According to recent reports, the Roman Catholic Church has paid out more than $3.8 billion (through 2009) to victims of serial sexual abuse inflicted by their clergy who were allegedly providing spiritual nurture. (Yup, that’s a B.) Ouch.
That number only cloaks the true anguish those tyrannies have caused. Include those that have not yet been litigated plus the number made public since 2009, and the human tragedy defies comprehension. And lest you think this is a uniquely Catholic phenomenon, you no doubt have followed the on-going saga of arguably America’s most influential pastor in the mid-west, plus the sundry errant television pastors through the years; the tale is beyond devastating.
What is not measurable is the number of those who are caused to look at the Christian church and say, “Who needs it?
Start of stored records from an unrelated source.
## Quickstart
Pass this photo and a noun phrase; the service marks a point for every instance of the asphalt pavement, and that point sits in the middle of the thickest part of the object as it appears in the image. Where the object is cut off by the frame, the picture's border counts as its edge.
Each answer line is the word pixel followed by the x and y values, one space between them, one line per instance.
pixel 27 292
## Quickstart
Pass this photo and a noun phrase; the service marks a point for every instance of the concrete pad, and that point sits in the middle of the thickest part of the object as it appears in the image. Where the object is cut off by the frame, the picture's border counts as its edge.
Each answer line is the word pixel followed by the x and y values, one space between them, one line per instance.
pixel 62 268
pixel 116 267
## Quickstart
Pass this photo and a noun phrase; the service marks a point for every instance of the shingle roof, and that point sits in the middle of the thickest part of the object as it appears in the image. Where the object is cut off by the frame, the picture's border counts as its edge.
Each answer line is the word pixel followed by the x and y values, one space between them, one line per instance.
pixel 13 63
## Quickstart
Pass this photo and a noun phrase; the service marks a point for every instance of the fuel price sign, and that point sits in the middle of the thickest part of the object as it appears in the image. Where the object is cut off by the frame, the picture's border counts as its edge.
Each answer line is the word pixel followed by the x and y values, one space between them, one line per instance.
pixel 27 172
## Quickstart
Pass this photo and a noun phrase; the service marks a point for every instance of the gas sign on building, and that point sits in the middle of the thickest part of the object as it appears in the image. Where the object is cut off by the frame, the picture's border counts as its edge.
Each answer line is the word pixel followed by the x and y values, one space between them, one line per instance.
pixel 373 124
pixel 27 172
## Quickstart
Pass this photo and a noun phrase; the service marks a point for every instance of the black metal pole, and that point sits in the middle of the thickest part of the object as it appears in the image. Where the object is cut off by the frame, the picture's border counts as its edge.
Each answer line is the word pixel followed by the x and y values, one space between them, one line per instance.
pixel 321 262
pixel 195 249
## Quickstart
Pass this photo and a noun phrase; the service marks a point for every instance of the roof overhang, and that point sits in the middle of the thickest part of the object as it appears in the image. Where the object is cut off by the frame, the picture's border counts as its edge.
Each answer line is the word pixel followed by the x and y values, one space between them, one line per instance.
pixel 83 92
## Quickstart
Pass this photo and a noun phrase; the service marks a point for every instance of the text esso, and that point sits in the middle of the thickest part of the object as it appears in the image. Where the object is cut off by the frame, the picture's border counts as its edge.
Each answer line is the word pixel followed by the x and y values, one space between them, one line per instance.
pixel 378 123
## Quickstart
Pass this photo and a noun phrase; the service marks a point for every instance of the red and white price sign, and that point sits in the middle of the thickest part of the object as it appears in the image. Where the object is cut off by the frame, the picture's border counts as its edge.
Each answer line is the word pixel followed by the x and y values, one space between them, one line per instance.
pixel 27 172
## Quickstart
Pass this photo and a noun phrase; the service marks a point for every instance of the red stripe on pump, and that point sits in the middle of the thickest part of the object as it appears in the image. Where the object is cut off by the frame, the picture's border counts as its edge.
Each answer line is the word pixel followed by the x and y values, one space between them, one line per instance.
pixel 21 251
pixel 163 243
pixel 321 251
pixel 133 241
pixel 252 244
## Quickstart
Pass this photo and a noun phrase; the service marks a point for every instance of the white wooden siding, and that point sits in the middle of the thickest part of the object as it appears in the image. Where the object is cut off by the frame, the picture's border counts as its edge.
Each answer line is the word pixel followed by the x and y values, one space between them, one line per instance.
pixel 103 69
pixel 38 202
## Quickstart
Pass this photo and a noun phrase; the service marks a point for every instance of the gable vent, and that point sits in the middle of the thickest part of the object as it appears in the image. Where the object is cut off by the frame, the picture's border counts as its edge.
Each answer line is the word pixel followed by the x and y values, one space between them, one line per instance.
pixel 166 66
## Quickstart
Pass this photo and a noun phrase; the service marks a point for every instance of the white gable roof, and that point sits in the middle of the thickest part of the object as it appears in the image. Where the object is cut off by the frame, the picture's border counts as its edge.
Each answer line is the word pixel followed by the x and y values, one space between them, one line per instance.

Doesn’t their favorite Book say something about, ‘By their fruits we will know them’?” That’s the reason you and I must be willing to look at the narrative I’ve sketched above and ask the question, “What’s going on here? How do I explain this to my kids? How do I explain this to my agnostic neighbor? How do I help similar victims in my own faith group find hope?”
The issue is complex. It’s about power. It’s about unconverted clergy. It’s about sin. But there are other pieces of it that are simpler. Let me work on one of those: The way we play church. It’s quite easy, for example, to fall into bad habits even when we study Scripture. I love it when I find verses that reinforce what I already believe. It makes me feel so, so right. But what about if, as I open my Bible in the morning, my first request is, “Dear God, may the same Spirit who inspired these words speak to me and help me understand how You want to change me today. Show me things I haven’t seen yet that are offensive to You. I pray that You will give me victory over those character flaws I don’t even recognize. My heart-cry to You this morning is, “In my life, Lord, be glorified…” whatever that takes.
Again, when I come to the study of the week’s lesson, whether in class or in private, the important thing is not that I do Monday’s section on Monday and Thursday’s section on Thursday. The important thing is, What does God want to say to me today that I desperately need to hear? The important assignment is not to fill in the empty blanks in the study guide, but to ask Him to show me where the empty spaces are in my character, and then fill them with Jesus. As young Samuel responded to God, “Speak, Lord, for Your servant is listening.” My testimony, too.